Use Case Diagrams for Documenting Scope
Use Cases
I embraced UML as a communication tool some years ago and have found it successful in being able to convey messages in a simple manner. I don’t use every type of diagram – some are too strange for the average business user. I do use Use Case diagrams. These are great and, with a small amount of education, are suitable for use with business users.
Use Case Diagrams for Scope
As a communication tool, Use Case diagrams are great at showing who does what at a very high level. They’re good at showing system solution scope, types of actors and ownership of integration points. In one diagram, I can show the scope of the system in a way that users will understand. Now that’s a powerful tool.
Depth of the Scoping Use Case
Ideally I like to have short Use Cases, perhaps 2 or 3 sentences at the highest level. Used like this, they don’t conform to the more common view of Use Cases, but they do give a good, brief overview of what happens in the solution. More detail is required in later stages, but you can’t beat a concise description to get the ball rolling.

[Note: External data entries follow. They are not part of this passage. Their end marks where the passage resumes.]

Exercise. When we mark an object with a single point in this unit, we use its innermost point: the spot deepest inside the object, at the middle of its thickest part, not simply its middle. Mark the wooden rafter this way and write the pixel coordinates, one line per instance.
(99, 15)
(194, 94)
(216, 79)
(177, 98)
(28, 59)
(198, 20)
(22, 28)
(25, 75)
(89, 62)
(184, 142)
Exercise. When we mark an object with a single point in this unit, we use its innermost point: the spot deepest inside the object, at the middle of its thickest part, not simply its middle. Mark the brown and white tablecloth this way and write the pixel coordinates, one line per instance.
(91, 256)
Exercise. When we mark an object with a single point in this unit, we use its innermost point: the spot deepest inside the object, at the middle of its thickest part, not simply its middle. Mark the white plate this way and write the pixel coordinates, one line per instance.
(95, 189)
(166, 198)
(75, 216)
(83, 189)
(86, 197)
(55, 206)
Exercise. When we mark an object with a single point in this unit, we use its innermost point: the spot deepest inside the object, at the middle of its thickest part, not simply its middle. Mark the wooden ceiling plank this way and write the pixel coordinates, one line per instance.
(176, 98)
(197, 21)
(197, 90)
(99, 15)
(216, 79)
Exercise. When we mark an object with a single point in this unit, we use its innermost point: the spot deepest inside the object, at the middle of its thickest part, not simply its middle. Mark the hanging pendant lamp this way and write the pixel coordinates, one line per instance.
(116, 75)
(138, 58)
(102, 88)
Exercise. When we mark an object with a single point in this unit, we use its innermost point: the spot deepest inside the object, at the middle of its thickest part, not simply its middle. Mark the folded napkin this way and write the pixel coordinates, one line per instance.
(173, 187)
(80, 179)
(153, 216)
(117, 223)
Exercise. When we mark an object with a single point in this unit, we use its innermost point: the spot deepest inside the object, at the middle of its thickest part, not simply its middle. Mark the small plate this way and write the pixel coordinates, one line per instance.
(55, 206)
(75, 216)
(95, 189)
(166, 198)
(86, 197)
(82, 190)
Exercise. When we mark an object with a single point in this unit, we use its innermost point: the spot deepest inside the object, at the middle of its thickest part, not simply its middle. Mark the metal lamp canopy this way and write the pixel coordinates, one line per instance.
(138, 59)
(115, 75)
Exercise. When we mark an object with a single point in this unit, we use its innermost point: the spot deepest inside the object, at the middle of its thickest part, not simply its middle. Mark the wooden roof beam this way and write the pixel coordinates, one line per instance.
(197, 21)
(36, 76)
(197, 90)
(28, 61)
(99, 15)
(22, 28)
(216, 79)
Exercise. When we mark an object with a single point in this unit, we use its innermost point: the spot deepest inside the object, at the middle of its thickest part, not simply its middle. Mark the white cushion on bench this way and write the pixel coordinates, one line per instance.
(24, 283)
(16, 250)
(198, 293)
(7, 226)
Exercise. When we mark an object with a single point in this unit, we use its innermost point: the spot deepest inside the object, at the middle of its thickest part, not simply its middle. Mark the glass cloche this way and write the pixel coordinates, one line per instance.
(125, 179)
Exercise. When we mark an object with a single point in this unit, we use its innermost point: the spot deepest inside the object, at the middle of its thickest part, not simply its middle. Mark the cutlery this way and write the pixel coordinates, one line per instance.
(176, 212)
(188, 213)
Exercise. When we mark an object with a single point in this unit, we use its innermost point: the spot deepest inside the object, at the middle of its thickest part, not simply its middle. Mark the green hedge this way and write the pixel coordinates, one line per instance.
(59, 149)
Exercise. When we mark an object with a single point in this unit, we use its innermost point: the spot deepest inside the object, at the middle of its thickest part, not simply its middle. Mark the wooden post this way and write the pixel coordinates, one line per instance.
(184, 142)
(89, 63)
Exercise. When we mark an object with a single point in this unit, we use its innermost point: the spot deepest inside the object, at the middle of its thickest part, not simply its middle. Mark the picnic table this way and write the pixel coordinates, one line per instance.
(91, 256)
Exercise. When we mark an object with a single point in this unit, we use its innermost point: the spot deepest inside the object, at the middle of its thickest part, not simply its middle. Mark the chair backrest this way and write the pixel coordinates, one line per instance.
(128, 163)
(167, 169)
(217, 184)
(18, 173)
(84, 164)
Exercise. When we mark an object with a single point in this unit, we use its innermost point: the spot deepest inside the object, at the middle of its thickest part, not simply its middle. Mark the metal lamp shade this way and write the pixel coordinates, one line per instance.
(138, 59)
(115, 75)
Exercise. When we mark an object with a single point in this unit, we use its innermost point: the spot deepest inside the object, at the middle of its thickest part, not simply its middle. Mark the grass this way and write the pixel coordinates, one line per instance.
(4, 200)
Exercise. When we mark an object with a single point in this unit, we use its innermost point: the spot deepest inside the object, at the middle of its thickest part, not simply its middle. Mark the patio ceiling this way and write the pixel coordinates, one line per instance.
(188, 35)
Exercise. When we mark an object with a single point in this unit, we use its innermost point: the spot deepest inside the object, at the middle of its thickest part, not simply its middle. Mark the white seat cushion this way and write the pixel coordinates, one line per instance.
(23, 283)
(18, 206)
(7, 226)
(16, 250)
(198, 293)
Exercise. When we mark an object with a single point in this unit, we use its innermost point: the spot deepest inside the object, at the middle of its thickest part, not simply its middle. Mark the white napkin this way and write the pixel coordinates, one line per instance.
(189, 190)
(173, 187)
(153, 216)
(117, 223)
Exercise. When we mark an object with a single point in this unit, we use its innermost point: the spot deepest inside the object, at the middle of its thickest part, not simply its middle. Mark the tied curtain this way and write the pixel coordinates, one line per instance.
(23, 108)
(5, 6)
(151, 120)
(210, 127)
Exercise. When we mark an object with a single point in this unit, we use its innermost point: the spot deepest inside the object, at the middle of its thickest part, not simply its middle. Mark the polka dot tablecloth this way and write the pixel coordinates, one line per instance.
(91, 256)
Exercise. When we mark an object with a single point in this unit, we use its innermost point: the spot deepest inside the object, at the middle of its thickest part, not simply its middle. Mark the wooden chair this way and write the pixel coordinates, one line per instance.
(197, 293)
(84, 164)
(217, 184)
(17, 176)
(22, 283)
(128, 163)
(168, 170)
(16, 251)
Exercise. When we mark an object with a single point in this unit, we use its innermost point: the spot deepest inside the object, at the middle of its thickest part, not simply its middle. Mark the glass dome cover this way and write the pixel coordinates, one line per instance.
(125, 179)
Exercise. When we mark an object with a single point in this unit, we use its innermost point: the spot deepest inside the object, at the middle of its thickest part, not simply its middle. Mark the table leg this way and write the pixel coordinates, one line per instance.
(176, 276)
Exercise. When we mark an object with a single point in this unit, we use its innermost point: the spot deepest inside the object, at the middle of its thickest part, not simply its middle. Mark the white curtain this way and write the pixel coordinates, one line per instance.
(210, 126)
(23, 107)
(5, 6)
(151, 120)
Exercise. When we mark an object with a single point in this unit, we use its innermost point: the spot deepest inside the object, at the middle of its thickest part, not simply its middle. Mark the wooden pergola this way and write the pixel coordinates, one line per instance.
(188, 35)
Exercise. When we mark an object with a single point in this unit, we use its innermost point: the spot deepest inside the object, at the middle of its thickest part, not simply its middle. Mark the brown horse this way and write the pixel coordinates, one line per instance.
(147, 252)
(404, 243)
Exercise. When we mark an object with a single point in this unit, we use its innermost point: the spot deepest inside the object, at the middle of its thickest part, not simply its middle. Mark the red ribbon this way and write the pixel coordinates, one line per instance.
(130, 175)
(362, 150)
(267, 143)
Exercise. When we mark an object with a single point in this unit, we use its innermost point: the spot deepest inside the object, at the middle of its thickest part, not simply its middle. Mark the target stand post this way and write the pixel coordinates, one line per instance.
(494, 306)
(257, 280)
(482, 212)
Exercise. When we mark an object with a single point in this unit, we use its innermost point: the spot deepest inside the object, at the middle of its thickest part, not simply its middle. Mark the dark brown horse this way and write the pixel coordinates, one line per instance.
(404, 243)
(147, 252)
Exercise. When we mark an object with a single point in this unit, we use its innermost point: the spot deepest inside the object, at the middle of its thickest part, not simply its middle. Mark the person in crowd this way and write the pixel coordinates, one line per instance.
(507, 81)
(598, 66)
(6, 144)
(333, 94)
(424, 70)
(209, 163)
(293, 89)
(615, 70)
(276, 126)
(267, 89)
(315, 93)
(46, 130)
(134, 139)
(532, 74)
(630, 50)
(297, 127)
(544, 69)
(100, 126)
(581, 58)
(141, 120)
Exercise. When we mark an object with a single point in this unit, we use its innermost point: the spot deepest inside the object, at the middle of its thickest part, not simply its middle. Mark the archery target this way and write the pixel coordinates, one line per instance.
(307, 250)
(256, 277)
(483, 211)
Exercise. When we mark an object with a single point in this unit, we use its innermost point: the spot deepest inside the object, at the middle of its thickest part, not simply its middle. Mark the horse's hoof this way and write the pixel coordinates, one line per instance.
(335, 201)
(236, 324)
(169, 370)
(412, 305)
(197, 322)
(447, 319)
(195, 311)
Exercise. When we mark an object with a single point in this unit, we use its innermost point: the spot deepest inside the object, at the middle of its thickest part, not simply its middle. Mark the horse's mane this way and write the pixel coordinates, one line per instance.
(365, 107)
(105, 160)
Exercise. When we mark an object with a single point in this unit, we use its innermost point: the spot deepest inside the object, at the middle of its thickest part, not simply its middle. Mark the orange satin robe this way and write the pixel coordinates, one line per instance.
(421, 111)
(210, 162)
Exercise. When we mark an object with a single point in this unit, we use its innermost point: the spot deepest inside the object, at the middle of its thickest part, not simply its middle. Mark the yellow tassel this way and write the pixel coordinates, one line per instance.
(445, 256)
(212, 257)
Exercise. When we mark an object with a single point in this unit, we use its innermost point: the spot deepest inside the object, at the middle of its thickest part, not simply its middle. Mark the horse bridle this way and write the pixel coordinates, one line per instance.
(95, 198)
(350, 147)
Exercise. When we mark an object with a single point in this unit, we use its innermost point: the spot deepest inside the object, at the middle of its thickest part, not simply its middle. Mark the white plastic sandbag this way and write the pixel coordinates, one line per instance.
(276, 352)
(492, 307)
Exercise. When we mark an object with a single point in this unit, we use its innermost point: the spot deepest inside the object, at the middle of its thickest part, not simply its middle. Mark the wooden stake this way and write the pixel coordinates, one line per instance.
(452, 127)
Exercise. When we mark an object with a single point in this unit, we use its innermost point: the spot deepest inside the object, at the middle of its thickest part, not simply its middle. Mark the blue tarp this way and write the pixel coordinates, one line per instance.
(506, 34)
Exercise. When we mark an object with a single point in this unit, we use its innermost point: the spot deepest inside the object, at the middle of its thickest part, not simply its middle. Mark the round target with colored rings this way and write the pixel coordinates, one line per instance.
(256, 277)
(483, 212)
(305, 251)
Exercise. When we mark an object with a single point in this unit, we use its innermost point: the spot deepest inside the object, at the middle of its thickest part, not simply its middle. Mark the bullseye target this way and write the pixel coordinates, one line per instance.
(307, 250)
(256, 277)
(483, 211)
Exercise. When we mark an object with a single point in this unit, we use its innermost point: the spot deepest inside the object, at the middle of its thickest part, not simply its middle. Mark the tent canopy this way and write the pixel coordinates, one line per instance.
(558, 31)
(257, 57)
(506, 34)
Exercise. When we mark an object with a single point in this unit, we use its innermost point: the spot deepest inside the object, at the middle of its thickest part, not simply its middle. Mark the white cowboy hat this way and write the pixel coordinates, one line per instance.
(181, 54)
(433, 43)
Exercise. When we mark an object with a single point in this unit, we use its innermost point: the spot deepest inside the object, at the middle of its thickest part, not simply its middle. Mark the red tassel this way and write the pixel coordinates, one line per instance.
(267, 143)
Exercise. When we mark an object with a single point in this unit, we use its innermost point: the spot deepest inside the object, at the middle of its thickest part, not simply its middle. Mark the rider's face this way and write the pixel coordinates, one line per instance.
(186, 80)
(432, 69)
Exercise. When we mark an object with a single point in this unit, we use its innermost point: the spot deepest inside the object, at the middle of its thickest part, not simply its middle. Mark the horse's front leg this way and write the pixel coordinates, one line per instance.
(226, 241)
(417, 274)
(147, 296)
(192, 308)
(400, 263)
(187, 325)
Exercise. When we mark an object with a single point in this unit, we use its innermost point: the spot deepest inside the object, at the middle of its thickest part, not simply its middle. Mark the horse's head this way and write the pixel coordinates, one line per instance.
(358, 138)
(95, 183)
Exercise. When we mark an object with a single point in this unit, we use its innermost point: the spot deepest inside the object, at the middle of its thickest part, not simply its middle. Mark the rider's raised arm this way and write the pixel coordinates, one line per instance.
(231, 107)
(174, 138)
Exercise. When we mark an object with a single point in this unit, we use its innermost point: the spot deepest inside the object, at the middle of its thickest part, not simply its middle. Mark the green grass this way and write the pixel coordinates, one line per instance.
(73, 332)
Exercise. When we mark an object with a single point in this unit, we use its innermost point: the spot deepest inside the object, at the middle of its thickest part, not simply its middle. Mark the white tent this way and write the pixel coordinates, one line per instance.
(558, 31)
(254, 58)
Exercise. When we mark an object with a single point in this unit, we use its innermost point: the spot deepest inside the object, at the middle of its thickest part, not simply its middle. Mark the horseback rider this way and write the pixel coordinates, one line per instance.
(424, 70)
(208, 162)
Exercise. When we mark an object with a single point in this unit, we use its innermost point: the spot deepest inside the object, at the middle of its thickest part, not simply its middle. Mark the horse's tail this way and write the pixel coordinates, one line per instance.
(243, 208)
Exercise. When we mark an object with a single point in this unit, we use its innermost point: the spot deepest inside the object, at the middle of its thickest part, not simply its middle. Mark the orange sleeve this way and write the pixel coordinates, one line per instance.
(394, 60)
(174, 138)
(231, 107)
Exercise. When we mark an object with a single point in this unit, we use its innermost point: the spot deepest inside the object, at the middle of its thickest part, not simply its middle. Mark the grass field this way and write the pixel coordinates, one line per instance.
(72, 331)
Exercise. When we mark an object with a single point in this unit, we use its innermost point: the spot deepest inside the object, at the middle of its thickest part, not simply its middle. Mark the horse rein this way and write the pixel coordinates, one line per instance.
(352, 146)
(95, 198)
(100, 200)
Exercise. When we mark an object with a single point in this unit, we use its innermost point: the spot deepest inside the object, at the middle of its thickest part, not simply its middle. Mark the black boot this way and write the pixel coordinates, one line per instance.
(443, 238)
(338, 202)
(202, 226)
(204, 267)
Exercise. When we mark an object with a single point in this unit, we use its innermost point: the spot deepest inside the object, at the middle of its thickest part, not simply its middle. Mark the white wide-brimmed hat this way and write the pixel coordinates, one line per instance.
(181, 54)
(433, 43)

Why use Use Case Diagrams for Change Management?
There’s a system involved. By system, I don’t necessarily mean an IT software application. There are people, teams, dependencies on other organisations, dependency on phone network being available and so on. Often the people in the change team, including the users themselves are not aware of all the interactions that they have with these external organisations (including teams in the same organisation). This is where a simple Use Case comes in. It can show, at a single glance, the main interactions between the team in question and their environment. I use them to gain a joint understanding of what the team does now, or what they’re trying to change to.
Multi-level Use Cases
Originally the concept was that a system had 10-20 Use Cases. If you had vastly more than that, then you were doing it wrong, it you had less than 5, you probably weren’t analysing far enough. Time’s moved on and real-world, practical experience has been added to this. What analysts and software methodologists/project methodologists came to realise was that the power of Use Cases was that they were readable and understandable by users but that to capture sufficient detail, they were becoming unwieldy and cumbersome. Alistair Cockburn has been influential in his work promoting Use Cases at different levels, some will be user and high-level, some more detailed. It does raise the risk of implementing a more traditional waterfall approach where one analysis has to follow on from another.
Use Case Diagrams for Developers
I know that there’s a strong argument for not using Use Case diagrams at all. This comes from developers and I can understand their perspective. That’s fine by me, I expect developers to know what works for them better than I do. In their case, the text of Use Cases counts for more. That doesn’t prevent analysts from using the tool.